The yellowish beam flickered around the chamber at the bottom of the shaft. It was very much like the chamber above: smaller, and with a lower ceiling, but oval, and with a flat, rock-strewn floor. The shaft opened almost in the center of the small chamber.
Elizabeth played the light over the floor of the cavern, and the object which had glinted from above suddenly flashed once more. It was a gold bracelet, set with a small opal.
It was still on the wrist of its owner.
The skeleton lay directly below the opening of the shaft, sprawled in the position in which it had lain through the decades. Here and there small pieces of rotten cloth still clung to it, but they disintegrated into dust when Elizabeth touched them. The sack lay near it, where Elizabeth had dropped it, its impact having scattered some of the ribs across the floor. Elizabeth retrieved the bag and set it aside. Then she played the light over the skull. She picked up a rusted metal barrette that lay next to the skull and examined it carefully. She nodded to herself.
“I knew you were here,” she whispered. “Everything will be all right now. You’ll see.”
She left the skeleton for a moment and found a new resting place for the flashlight. She left it on and trained it on the spot where the ancient bones gleamed palely in its light.
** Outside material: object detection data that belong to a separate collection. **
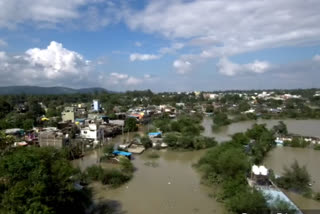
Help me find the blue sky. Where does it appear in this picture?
[0,0,320,91]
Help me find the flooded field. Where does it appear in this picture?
[202,117,320,142]
[73,118,320,214]
[264,147,320,209]
[74,150,223,214]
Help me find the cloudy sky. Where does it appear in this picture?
[0,0,320,91]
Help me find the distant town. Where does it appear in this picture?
[0,89,320,213]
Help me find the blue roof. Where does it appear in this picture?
[112,150,132,156]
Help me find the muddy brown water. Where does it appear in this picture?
[73,118,320,214]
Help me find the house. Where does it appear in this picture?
[148,132,162,138]
[61,107,75,123]
[38,131,69,149]
[80,123,98,142]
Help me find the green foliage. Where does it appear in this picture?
[0,98,12,119]
[0,131,14,157]
[140,136,152,149]
[163,132,181,147]
[276,160,311,193]
[206,105,214,113]
[226,188,268,214]
[86,166,132,187]
[271,199,298,214]
[23,119,34,130]
[213,112,231,127]
[0,147,91,214]
[103,143,114,155]
[119,156,134,174]
[232,133,250,145]
[124,117,138,132]
[148,152,160,159]
[313,144,320,150]
[283,137,310,148]
[273,121,288,135]
[313,192,320,201]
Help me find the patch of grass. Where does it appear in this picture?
[147,152,160,159]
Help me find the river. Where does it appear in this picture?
[202,117,320,142]
[73,117,320,214]
[73,126,223,214]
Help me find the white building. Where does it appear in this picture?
[80,124,98,142]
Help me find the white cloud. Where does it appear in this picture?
[0,41,93,86]
[217,57,271,76]
[110,73,129,80]
[0,0,122,30]
[126,77,142,85]
[159,43,184,54]
[173,60,192,74]
[134,42,142,47]
[144,74,151,79]
[130,53,161,62]
[125,0,320,70]
[313,54,320,62]
[25,41,89,79]
[129,43,184,62]
[0,39,8,47]
[106,72,151,86]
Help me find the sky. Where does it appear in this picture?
[0,0,320,92]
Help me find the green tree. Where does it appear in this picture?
[213,112,230,127]
[0,147,91,214]
[124,117,138,132]
[141,136,152,149]
[276,160,311,193]
[0,131,14,156]
[273,121,288,135]
[23,119,34,130]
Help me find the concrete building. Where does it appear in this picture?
[80,123,98,142]
[61,107,75,123]
[92,100,100,111]
[39,131,68,149]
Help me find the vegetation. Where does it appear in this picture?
[148,152,160,159]
[0,147,91,214]
[140,136,152,149]
[86,157,134,187]
[196,124,274,213]
[212,112,231,128]
[276,160,311,193]
[154,115,217,150]
[283,137,310,148]
[124,117,138,132]
[197,142,267,213]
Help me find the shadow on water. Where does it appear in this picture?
[89,200,128,214]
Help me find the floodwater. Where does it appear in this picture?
[202,117,320,210]
[73,117,320,214]
[264,147,320,209]
[73,127,224,214]
[202,117,320,142]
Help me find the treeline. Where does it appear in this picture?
[196,124,296,214]
[153,114,217,150]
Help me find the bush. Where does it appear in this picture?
[100,169,132,187]
[141,136,152,149]
[103,143,114,155]
[86,165,103,181]
[313,144,320,150]
[86,166,133,187]
[163,132,181,147]
[119,156,134,174]
[148,152,160,159]
[276,161,311,193]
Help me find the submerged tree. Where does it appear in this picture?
[276,160,311,193]
[0,147,91,214]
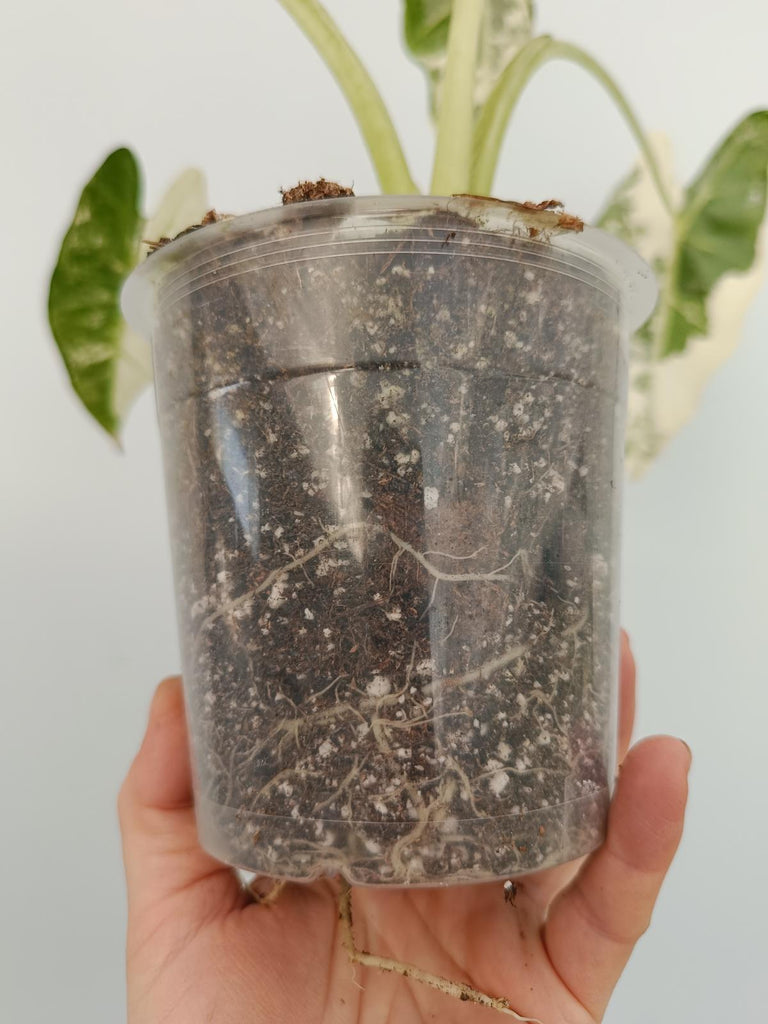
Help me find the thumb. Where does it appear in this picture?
[118,676,243,913]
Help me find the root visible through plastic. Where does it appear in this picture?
[339,879,542,1024]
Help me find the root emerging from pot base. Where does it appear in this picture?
[339,879,542,1024]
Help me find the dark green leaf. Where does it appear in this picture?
[659,111,768,355]
[48,148,142,436]
[598,111,768,476]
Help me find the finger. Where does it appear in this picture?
[617,630,637,764]
[118,677,243,913]
[521,630,636,911]
[544,736,690,1020]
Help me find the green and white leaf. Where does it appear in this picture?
[403,0,534,117]
[48,148,142,437]
[114,167,208,424]
[599,112,768,478]
[141,167,208,256]
[48,155,206,438]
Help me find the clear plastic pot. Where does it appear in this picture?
[125,197,655,885]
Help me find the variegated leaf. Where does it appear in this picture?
[598,112,768,477]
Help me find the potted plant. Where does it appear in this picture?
[50,0,768,1007]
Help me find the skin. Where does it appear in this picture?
[119,635,690,1024]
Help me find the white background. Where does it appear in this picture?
[0,0,768,1024]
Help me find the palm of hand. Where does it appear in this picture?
[120,649,689,1024]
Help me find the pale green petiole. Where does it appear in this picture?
[431,0,483,196]
[280,0,419,195]
[471,36,674,213]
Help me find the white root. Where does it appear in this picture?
[339,880,542,1024]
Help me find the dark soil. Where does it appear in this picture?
[281,178,354,206]
[156,195,624,884]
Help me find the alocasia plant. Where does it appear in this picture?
[49,0,768,475]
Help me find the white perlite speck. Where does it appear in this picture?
[266,580,288,608]
[366,676,392,697]
[490,771,509,797]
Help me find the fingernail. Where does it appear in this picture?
[150,676,179,721]
[680,739,693,768]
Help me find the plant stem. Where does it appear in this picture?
[280,0,419,195]
[471,36,675,214]
[430,0,485,196]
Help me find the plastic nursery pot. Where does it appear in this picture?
[125,197,655,885]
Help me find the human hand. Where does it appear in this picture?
[119,636,690,1024]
Elizabeth worked slowly, moving the bones carefully. She laid them out at one edge of the chamber, close to one of the walls. She found a small flat rock to cushion the skull, and when she was finished the remains lay on their back, the arms folded peacefully over the rib cage. Elizabeth smiled at the corpse, and there was a strange light in her eyes as she removed the bracelet from the fleshless wrist and slipped it onto her own.
She began moving some of the rocks around, wrestling a large one with a fairly flat surface into the center of the cavern. Then she moved four other, smaller rocks to form stools around the rough table. She placed the bag on the table and sat down on one of the stools.
From the bag she began removing a set of doll’s clothing: a small blue dress, tiny stockings, and a pair of miniature patent-leather Mary Janes, together with a pair o
f white mittens and a small ruffled bonnet.
Then she opened the sack and Cecil lay on the rock slab, his body limp, his head at a strange angle from the broken neck that had killed him.
Elizabeth began dressing the dead cat in the doll’s clothes, carefully working the dress over his head, front legs, and torso, forcing the forepaws through the sleeves, and meticulously buttoning the dress up along his spine.
Then she worked the tiny socks over his hindpaws, and forced the stockinged paws into the miniature shoes. She slipped the mittens onto the forepaws and, finally, put the bonnet on Cecil’s head, tying the strings securely under his chin.
“Pretty baby,” she murmured as she finished. “Aren’t you my pretty baby?”
She set the grotesquely costumed animal on the rock opposite her and watched as it collapsed to the cavern floor. She tried to set it up twice more, but each time it fell. Finally she collected a number of small rocks and built a small pile of stones that would support the weight of the corpse. Eventually the dead Cecil sat propped across from her, its bonneted head lolling weirdly to one side. Elizabeth seemed not to notice the unnatural pose.
“And now well have a party,” she said. “Would you like some tea?”
Her right hand picked up an imaginary teapot, and she skillfully poured from it into an equally invisible cup that she held steadily in her left hand. She set the imaginary cup in front of the dead cat.
“One lump or two?” she asked politely, offering her guest a bowl of sugar. Without waiting for an answer, she mimed placing two lumps of sugar in the cup that was not on the table.
“Well,” she said, smiling brightly, “isn’t this nice?”
Elizabeth waited, staring across at the tightly closed eyes of the cat.